After navigating to the CloudFront dashboard, an option to create a CloudFront distribution would be displayed if it's your first time creating one or a list of previously created Cloudfront distributions would be displayed.

Click the Create a CloudFront distribution and a new page will appear. On the "Origin domain" you have to input a domain name or an AWS resource that you can point the Cloudfront to, like S3 bucket, API gateway, Loadbalancer etc. In this example, I'm using an S3 bucket that is hosting a static webpage.

While using Cloudfront, you have the option to enable a web application firewall which protects your site from DDoS and security vulnerabilities.

Under the setting, you can select the collection of regions closest to you for a better distribution or select the "Use all edge location" which is the best for performance. After this section, go ahead and click the Create button to create the CloudFront distribution.

After a few seconds, the dashboard of the CloudFront distribution just created will appear and notice the Distribution domain name which is the new domain that would be used as a CDN.

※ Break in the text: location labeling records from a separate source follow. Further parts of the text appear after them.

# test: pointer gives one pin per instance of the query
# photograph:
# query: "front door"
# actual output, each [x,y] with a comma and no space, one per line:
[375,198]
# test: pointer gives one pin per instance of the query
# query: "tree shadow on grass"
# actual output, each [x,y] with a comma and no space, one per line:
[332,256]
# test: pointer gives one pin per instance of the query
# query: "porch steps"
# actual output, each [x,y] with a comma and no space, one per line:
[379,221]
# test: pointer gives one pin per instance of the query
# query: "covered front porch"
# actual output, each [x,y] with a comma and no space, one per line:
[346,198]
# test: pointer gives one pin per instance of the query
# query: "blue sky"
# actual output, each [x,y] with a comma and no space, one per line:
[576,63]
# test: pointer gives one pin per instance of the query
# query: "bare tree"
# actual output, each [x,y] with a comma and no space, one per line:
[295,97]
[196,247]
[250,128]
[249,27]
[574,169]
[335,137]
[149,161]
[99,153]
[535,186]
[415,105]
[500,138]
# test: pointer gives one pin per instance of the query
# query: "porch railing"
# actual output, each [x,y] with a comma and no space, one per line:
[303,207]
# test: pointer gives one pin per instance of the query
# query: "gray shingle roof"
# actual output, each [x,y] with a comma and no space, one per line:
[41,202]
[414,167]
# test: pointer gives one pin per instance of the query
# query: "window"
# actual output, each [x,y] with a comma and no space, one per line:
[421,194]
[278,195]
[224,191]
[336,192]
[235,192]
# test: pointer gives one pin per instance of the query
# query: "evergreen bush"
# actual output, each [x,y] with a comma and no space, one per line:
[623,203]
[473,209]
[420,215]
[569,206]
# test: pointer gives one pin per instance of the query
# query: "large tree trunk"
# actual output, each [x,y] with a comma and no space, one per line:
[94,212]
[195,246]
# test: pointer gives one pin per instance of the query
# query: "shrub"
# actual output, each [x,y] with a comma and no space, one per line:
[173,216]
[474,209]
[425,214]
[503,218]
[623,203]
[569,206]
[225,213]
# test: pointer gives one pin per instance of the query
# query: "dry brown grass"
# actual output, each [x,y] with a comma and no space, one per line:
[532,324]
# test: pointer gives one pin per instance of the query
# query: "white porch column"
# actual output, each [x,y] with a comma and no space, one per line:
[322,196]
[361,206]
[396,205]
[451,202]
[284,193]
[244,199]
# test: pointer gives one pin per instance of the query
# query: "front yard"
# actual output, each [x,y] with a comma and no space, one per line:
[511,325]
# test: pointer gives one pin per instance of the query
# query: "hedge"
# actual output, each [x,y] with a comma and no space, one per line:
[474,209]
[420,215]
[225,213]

Copy the Distribution domain name into your web browser and notice the appended ".cloudfront.net" which shows that your site is distributed by CloudFront.

In conclusion, Amazon CloudFront is a frequently employed service for expediting the delivery of web applications, video streaming, and various online content to a worldwide audience, all while guaranteeing minimal delay and robust accessibility. It plays a pivotal part in enhancing efficiency, safeguarding assets, and enhancing the capacity for web services and applications.